If not already obvious, the title of this weblog post is clickbait. There are very good reasons to have highlight.js (‘picked on’ for being probably the most popular), Prism, et al., in a client-side package. These syntax highlighters are meant for highlighting your dynamic in web applications where a server side trip would be slow & expensive. In fact, the aforementioned options can be used as a part of a build-time or server-side highlighting solution.
The focus of this post however will be on that static side of the equation where syntax highlighting on the client is a problem—not disparaging a particular syntax highlighting library.
A probably not uncommon scenario
Imagine: you’re a developer & you just built a cool project or have a cool idea & now the time has come to publish it and/or content about it.

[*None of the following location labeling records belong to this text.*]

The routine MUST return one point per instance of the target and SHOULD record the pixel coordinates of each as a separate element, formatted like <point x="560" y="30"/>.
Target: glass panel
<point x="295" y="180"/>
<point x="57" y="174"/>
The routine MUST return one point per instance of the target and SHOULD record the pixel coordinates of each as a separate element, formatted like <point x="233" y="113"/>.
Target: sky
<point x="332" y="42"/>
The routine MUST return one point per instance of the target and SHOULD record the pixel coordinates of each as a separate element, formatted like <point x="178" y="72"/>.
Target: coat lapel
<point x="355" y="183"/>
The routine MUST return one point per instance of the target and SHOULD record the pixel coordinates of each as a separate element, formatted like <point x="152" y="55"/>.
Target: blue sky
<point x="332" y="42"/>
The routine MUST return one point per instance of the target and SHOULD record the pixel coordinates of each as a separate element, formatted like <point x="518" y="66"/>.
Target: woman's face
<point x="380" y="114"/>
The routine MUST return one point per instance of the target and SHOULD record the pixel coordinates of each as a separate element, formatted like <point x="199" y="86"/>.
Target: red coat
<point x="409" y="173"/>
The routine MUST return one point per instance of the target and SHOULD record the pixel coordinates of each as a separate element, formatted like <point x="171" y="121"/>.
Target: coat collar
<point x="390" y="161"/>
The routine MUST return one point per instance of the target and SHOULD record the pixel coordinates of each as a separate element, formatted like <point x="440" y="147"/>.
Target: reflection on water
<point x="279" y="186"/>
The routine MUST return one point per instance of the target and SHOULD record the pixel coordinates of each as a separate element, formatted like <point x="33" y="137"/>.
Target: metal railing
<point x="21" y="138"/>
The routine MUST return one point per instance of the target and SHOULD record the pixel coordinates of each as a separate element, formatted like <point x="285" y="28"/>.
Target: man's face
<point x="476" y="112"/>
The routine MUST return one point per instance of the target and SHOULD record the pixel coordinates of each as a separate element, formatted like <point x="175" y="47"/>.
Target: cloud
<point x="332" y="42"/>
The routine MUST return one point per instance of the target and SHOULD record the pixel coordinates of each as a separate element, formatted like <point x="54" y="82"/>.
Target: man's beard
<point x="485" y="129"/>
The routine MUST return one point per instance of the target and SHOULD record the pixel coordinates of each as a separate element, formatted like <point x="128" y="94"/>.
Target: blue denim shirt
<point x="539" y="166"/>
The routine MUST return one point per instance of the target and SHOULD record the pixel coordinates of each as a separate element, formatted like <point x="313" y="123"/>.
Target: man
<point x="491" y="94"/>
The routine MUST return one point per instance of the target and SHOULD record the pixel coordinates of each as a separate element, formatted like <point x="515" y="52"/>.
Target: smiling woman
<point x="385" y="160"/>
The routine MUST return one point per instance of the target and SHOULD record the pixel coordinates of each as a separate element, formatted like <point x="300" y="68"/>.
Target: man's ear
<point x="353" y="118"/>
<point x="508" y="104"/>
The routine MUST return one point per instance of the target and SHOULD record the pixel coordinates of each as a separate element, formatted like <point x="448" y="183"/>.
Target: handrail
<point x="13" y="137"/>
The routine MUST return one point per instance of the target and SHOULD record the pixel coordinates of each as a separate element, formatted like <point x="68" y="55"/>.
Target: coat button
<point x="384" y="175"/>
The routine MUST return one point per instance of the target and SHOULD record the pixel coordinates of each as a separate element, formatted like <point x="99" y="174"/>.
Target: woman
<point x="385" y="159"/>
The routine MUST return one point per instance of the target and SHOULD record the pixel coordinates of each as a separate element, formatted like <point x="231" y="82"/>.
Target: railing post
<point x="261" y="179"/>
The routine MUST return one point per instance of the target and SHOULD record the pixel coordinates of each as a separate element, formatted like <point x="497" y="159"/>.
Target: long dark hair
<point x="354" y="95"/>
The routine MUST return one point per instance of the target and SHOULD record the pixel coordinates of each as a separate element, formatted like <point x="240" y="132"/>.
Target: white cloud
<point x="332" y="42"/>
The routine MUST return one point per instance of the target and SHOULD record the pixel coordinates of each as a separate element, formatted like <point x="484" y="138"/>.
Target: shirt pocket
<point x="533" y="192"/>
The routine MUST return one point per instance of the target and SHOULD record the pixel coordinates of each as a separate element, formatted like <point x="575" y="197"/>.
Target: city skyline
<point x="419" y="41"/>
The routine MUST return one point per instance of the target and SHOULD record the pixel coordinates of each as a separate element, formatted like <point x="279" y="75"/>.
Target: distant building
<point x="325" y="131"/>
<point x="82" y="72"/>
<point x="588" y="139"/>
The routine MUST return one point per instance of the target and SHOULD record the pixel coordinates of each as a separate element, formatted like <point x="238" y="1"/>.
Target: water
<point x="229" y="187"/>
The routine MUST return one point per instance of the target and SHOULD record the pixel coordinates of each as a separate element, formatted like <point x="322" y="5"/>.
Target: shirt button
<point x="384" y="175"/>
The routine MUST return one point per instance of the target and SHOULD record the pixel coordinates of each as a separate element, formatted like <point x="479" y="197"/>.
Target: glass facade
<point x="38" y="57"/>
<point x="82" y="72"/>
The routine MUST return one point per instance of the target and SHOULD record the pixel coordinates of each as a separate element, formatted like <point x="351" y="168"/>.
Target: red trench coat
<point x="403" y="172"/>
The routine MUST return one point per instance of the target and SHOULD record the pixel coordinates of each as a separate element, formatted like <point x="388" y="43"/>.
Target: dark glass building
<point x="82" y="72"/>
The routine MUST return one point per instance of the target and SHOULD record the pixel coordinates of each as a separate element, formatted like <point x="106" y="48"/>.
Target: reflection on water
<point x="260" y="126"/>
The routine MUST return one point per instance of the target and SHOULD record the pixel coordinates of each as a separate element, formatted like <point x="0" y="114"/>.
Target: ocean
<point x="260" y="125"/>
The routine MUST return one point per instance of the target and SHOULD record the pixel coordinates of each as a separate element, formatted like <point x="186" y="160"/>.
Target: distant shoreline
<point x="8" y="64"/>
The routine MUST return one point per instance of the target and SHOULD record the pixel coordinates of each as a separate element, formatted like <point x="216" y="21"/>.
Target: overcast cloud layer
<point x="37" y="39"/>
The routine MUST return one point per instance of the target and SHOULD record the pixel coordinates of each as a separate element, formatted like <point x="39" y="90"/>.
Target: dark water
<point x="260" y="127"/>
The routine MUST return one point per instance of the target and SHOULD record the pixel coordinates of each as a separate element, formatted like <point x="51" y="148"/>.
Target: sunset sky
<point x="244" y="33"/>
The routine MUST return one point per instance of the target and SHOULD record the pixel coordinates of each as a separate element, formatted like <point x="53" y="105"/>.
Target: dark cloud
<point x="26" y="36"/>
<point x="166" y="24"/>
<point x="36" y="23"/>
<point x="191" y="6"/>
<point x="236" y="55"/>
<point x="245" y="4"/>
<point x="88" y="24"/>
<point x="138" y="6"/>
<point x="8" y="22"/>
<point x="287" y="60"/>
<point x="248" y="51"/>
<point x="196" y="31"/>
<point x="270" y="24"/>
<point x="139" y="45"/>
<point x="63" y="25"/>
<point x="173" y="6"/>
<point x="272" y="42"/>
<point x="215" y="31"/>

Since you’re a dev & your audience is largely other devs, you’ll be needing code samples & demonstrations on how to use your project/idea.
Your text editor had ‘fancy’ colors for the different syntactic elements of your code & your docs/posts deserves that same treatment.
With other devs reading, they’ll likely be used to this colorful setup too, & prefer too since the colors help most coders quickly parse the code in their heads.
But you’ve ran into a problem: HTML’s built-in
<pre> tag offers no such highlighting—no, you are stuck with black & white (or whatever colors you’ve designed with, or whatever color the consumer’s user agent selected) but this is solvable because you’ve seen it other places on the web!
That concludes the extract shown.